A cultural rationale encompasses the beliefs, norms, values, desirability and expectations in society and confers messages about the capacity of society to solve collective problems (Nedlund and Nordh, 2018) and is, therefore, considered in healthcare governance. Cultural values, such as solidarity, ideas about contributing to common welfare by paying taxes and responsibility for how taxes are allocated, can also be included within a cultural rationale (Nedlund and Nordh, 2018). Lehoux et al. (2010) refer to this rationale as “social”, explaining that even scientifically proven effective and feasible innovations may not be adopted due to cultural norms, ideologies, stigmas or religious connotations. They explain that politicians might hesitate to provide treatments and screening because such decisions could prove controversial. The cultural rationale behind potential stigmas related to how specific health diseases/treatments, as well as historical instances of healthcare institutions' abuse of power, influence who should get what services (Lehoux et al., 2010; Nedlund and Nordh, 2018). Aspects that consider inequity, such as whether a service is available to everyone or only for those who can afford it, are also prominent. Commonly, the role of politicians in PHC governance has been presented as being the citizens’ representatives, a narrative based on a cultural rationale.

This present study is conducted in Sweden, where taxes fund public healthcare. In the Swedish healthcare system, 21 regional healthcare authorities are the main providers responsible for governing the provision of healthcare for their citizens at hospitals and PHCs. A total of 290 municipalities also provide PHC in inpatient settings, such as in nursing homes and through home care. Regions and municipalities have locally elected politicians and independent powers of taxation, which grants them considerable autonomy and empowers regional politicians to govern healthcare in alignment with what they see as best for their citizens. For PHC, regional politicians formulate explicit goals and requirements that care units must fulfil. Politicians at the national level have the power to exercise and govern healthcare through legislation, regulation, financial incentives, agreements and agenda-setting.

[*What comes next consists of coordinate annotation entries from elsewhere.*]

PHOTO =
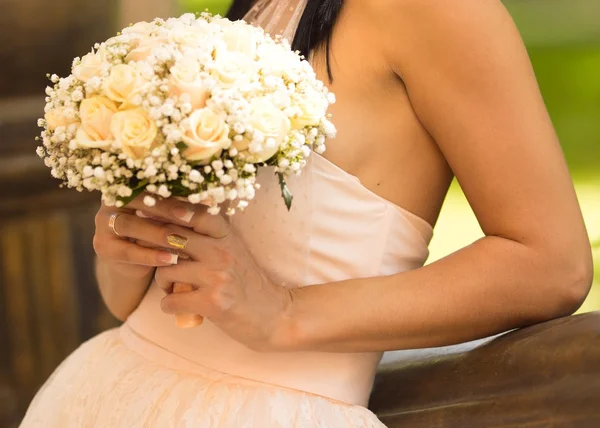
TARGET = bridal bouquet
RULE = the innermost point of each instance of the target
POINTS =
(188, 107)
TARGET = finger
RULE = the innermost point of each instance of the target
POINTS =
(127, 252)
(192, 302)
(189, 272)
(214, 226)
(170, 209)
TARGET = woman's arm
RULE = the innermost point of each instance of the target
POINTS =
(471, 84)
(121, 287)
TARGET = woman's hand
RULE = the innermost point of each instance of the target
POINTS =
(229, 288)
(124, 269)
(117, 247)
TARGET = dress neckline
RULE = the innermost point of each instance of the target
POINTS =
(424, 224)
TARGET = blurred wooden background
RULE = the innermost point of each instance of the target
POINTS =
(49, 303)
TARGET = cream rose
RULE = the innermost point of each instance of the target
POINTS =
(57, 117)
(96, 114)
(90, 65)
(185, 79)
(311, 111)
(87, 141)
(272, 122)
(233, 67)
(144, 49)
(207, 135)
(134, 131)
(240, 38)
(123, 82)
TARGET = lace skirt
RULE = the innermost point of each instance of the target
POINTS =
(119, 380)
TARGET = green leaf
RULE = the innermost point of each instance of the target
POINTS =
(285, 191)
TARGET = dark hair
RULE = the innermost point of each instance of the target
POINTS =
(315, 27)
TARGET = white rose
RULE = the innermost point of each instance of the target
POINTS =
(90, 66)
(310, 110)
(134, 131)
(57, 117)
(277, 60)
(123, 82)
(240, 38)
(86, 141)
(272, 123)
(145, 48)
(207, 135)
(96, 115)
(233, 67)
(185, 79)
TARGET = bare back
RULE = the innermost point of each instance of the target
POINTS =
(380, 138)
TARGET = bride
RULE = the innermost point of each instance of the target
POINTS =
(300, 306)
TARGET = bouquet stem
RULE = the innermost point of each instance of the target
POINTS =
(186, 320)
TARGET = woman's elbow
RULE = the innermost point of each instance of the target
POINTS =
(572, 281)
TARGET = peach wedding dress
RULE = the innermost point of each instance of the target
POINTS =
(150, 373)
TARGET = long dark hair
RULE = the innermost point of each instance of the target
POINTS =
(314, 30)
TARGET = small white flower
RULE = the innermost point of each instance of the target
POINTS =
(217, 165)
(195, 176)
(149, 201)
(194, 198)
(125, 191)
(150, 171)
(77, 95)
(164, 191)
(214, 210)
(239, 128)
(98, 172)
(232, 194)
(249, 168)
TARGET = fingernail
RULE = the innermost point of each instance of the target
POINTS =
(177, 241)
(183, 213)
(169, 258)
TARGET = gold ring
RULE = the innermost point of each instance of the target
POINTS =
(177, 241)
(111, 222)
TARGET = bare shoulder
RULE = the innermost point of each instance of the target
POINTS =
(444, 28)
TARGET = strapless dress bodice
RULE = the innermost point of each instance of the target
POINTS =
(336, 230)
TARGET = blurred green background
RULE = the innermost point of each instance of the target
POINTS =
(563, 40)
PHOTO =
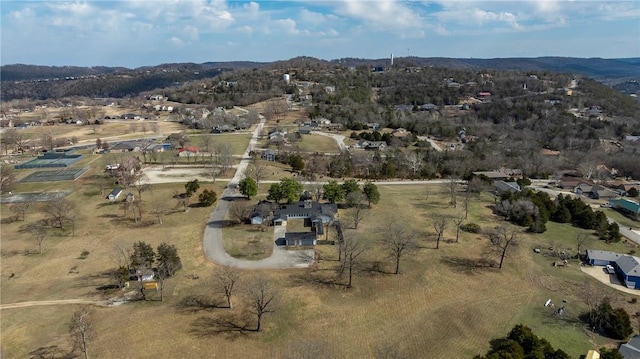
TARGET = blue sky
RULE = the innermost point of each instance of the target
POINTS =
(136, 33)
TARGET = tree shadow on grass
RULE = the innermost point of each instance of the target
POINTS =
(230, 326)
(197, 303)
(51, 352)
(221, 224)
(469, 265)
(317, 279)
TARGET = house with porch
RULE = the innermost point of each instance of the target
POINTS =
(317, 216)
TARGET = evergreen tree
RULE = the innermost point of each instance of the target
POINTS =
(168, 260)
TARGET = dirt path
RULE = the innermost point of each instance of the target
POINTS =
(52, 302)
(338, 138)
(213, 247)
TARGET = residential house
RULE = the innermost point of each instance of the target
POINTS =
(401, 132)
(125, 146)
(323, 121)
(305, 130)
(504, 186)
(115, 193)
(631, 349)
(629, 269)
(129, 116)
(188, 151)
(626, 206)
(376, 146)
(500, 174)
(406, 108)
(300, 239)
(269, 155)
(601, 258)
(428, 107)
(316, 215)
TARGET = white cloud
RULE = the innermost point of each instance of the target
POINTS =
(383, 14)
(176, 41)
(253, 7)
(311, 17)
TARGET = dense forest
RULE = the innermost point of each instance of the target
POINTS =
(508, 117)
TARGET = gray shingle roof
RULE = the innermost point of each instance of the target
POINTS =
(603, 255)
(630, 265)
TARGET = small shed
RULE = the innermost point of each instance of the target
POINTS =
(114, 194)
(601, 258)
(256, 218)
(629, 269)
(300, 239)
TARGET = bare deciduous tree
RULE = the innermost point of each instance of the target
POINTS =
(224, 156)
(439, 225)
(8, 178)
(39, 231)
(352, 247)
(453, 191)
(262, 299)
(81, 331)
(502, 240)
(258, 171)
(358, 208)
(240, 211)
(159, 211)
(399, 240)
(58, 211)
(581, 239)
(458, 221)
(226, 279)
(20, 209)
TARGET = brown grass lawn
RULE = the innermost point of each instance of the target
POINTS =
(437, 307)
(317, 143)
(248, 242)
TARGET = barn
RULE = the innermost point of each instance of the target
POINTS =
(629, 270)
(601, 258)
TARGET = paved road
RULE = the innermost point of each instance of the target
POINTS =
(51, 302)
(625, 231)
(338, 138)
(213, 248)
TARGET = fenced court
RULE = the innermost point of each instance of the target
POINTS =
(66, 174)
(51, 159)
(33, 197)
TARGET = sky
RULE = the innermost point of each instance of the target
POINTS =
(134, 33)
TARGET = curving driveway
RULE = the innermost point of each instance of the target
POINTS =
(338, 138)
(212, 243)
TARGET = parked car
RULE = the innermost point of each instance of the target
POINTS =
(609, 268)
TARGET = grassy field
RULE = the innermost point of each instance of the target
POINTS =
(439, 306)
(317, 143)
(247, 242)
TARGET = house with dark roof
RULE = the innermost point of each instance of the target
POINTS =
(307, 210)
(305, 130)
(630, 349)
(601, 258)
(626, 206)
(317, 216)
(504, 186)
(114, 194)
(376, 145)
(629, 269)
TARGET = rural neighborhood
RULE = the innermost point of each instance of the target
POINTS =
(313, 209)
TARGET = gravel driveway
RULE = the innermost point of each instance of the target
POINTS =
(611, 280)
(213, 248)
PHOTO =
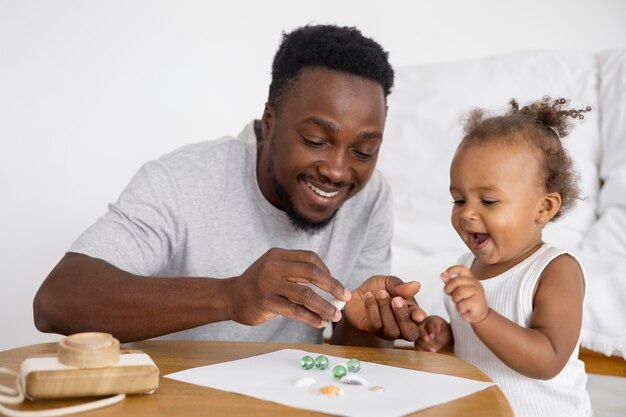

The Swedish healthcare system aims to achieve good and equitable health in the population by prioritising publicly financed resources. Sweden is one of the only a few countries (Sabik and Lie, 2008) that have explicit ethical prioritisation principles on how to allocate resources and has stipulated this in law since 1997 (Government bill, 1996; Health and Medical Services Act, 2017). According to Swedish law, the human dignity principle is an overriding principle, stating that all people have equal value and the same right to care, regardless of personal characteristics or their function within society. The need solidarity principle implies that those in greater need – those with more severe diseases and worse quality of life – should be granted a more significant portion of common healthcare resources. Finally, the cost-effectiveness principle (lexically ordered) stresses the need for a reasonable relationship between a treatment’s cost and its effects. These principles serve as a basis for how common resources should be distributed. They are meant to guide professionals, managers and national, regional and local politicians in prioritising and rationing decisions.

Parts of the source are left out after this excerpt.